Modarai M, Gertsch J, Suter A, Heinrich M, Kortenkamp A
Centre for Pharmacognosy and Phytotherapy, The School of Pharmacy, University of London, 29/39 Brunswick Square, London WC1N 1AX, UK.
J Pharm Pharmacol. 2007 Apr;59(4):567-73. doi: 10.1211/jpp.59.4.0012.

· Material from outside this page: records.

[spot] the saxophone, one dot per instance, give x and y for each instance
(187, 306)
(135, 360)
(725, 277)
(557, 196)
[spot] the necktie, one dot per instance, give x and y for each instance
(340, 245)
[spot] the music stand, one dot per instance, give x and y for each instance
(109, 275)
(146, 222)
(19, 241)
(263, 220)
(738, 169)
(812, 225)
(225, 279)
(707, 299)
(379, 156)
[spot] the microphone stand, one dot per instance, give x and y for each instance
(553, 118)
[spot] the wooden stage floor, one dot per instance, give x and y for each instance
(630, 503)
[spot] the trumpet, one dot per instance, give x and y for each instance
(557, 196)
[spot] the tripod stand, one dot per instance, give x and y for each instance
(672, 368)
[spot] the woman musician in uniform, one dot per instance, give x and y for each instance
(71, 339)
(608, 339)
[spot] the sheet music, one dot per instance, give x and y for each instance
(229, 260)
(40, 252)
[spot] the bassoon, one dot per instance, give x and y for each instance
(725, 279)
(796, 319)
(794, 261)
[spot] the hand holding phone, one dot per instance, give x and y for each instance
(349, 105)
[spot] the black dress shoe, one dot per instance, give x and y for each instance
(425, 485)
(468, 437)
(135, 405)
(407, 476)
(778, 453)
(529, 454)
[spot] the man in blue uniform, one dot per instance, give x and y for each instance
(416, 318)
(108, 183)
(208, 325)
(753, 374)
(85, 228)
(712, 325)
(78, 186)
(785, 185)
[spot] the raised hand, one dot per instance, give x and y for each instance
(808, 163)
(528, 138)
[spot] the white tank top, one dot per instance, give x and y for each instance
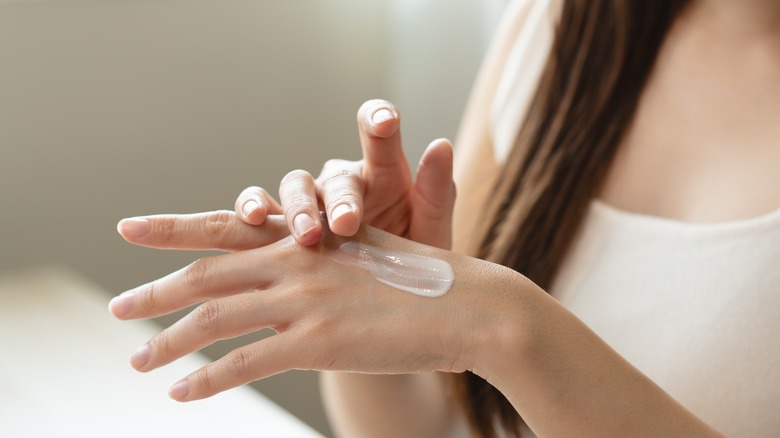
(695, 307)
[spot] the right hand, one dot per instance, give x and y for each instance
(377, 190)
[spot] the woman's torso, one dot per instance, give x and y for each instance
(692, 300)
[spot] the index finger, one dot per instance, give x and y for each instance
(220, 230)
(380, 137)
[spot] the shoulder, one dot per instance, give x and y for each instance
(494, 110)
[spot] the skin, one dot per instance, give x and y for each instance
(557, 373)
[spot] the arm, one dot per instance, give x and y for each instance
(557, 373)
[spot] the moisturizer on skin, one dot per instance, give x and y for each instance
(420, 275)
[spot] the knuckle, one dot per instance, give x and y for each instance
(298, 202)
(167, 228)
(149, 298)
(207, 316)
(239, 363)
(295, 175)
(160, 344)
(215, 224)
(197, 274)
(205, 380)
(333, 163)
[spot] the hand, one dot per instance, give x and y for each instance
(323, 322)
(378, 190)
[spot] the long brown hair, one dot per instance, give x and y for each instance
(602, 55)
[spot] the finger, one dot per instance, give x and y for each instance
(221, 230)
(214, 320)
(433, 197)
(299, 203)
(254, 204)
(206, 278)
(386, 169)
(255, 361)
(340, 186)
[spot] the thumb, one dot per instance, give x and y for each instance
(433, 196)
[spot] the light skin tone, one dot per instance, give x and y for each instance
(557, 373)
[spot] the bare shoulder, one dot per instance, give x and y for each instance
(475, 165)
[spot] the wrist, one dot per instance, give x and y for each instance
(500, 326)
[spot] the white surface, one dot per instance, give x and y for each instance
(64, 372)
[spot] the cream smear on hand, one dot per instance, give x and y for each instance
(420, 275)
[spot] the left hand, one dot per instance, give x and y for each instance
(328, 316)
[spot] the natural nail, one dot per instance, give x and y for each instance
(140, 358)
(122, 305)
(249, 207)
(341, 210)
(382, 115)
(180, 390)
(134, 227)
(303, 224)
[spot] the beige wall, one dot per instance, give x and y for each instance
(117, 108)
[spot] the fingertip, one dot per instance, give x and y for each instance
(379, 118)
(438, 158)
(345, 220)
(180, 391)
(384, 122)
(253, 212)
(133, 228)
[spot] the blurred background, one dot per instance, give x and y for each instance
(116, 108)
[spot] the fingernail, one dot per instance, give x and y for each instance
(180, 390)
(122, 305)
(249, 207)
(140, 358)
(134, 227)
(382, 115)
(303, 223)
(341, 210)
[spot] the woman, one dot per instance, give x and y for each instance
(624, 160)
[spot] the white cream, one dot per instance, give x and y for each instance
(420, 275)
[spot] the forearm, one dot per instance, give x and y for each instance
(565, 381)
(360, 405)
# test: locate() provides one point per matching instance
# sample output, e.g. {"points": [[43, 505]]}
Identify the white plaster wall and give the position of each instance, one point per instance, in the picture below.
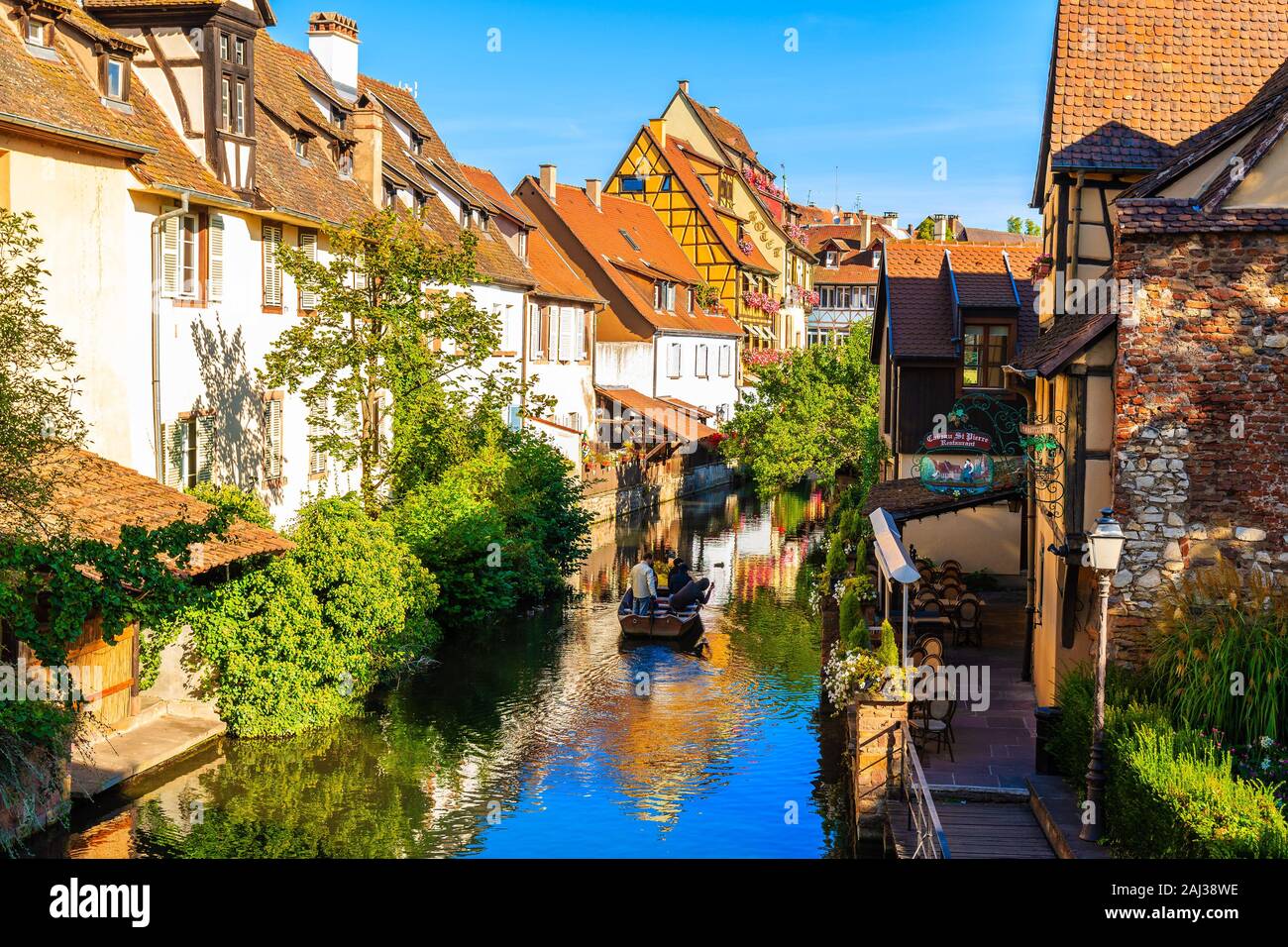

Echinacea preparations are one of the best selling herbal medicinal products with a well established therapeutic use in the prophylaxis of upper respiratory tract infections. Their consumption is increasing, but information about their ability to inhibit cytochrome P450 enzymes (CYP) is fragmentary. The picture is further complicated by a lack of phytochemical characterization of previously tested preparations. Due to its well characterized immunomodulatory activity, the standardized Swiss registered Echinacea purpurea (L.) Moench Echinaforce extract was selected for detailed study. With the single baculovirus-expressed CYP isoforms 1A2, 2C19, 2D9 and 3A4, inhibitory actions were measured by monitoring fluorescent metabolites derived from enzyme substrates (supersome assay). The Echinaforce extract induced mild inhibition of all these isoforms, with CYP 3A4 being the most, and CYP 2D6 the least sensitive enzyme. To assess whether CYP inhibition might be a general feature of Echinacea preparations, an additional nine commercially available preparations were screened using CYP 3A4. All tested preparations were able to inhibit CYP 3A4, but inhibitory potencies (expressed as median inhibitory concentration, IC50) varied by a factor of 150. The alkylamides are thought to be responsible for the immunomodulatory activity of Echinacea, and so the concentration of 2E,4E,8Z,10E/Z-tetranoic acid isobutylamide (1) and total alkylamide content were determined in all preparations, and the latter was found to be associated with their CYP 3A4 inhibitory potency. The chemically pure alkylamides dodeca-2E,4E,8Z,10E/Z-tetranoic acid isobutylamide (1) and dodeca-2E,4E-dieonoic acid isobutylamide (2) showed inhibitory activity on CYP 2C19, 2D6 and 3A4. However, unlike the Echinaforce extract, the alkylamides did not induce CYP 1A2 inhibition. Thus, other, as yet unidentified constituents also contribute to the overall weak inhibitory effects seen with Echinacea preparations in-vitro.
紫锥菊制剂是最畅销的草药产品之一,在预防上呼吸道感染方面有确切的治疗用途。其消费量正在增加,但关于它们抑制细胞色素P450酶(CYP)能力的信息并不完整。由于之前测试的制剂缺乏植物化学特征描述,情况变得更加复杂。由于其具有明确的免疫调节活性,选择了瑞士注册的标准化紫锥菊提取物Echinaforce进行详细研究。使用单一杆状病毒表达的CYP同工型1A2、2C19、2D9和3A4,通过监测酶底物衍生的荧光代谢物(超微粒体测定)来测量抑制作用。Echinaforce提取物对所有这些同工型均有轻度抑制作用,其中CYP 3A4最敏感,CYP 2D6最不敏感。为了评估CYP抑制是否可能是紫锥菊制剂的一个普遍特征,使用CYP 3A4对另外九种市售制剂进行了筛选。所有测试制剂均能抑制CYP 3A4,但抑制效力(以半数抑制浓度,IC50表示)相差150倍。烷基酰胺被认为是紫锥菊免疫调节活性的原因,因此测定了所有制剂中2E,4E,8Z,10E/Z-四烯酸异丁酰胺(1)的浓度和总烷基酰胺含量,发现后者与其CYP 3A4抑制效力有关。化学纯的烷基酰胺十二碳-2E,4E,8Z,10E/Z-四烯酸异丁酰胺(1)和十二碳-2E,4E-二烯酸异丁酰胺(2)对CYP 2C19、2D6和3A4有抑制活性。然而,与Echinaforce提取物不同,烷基酰胺并未诱导CYP 1A2抑制。因此,其他尚未鉴定的成分也导致了紫锥菊制剂在体外观察到的总体微弱抑制作用。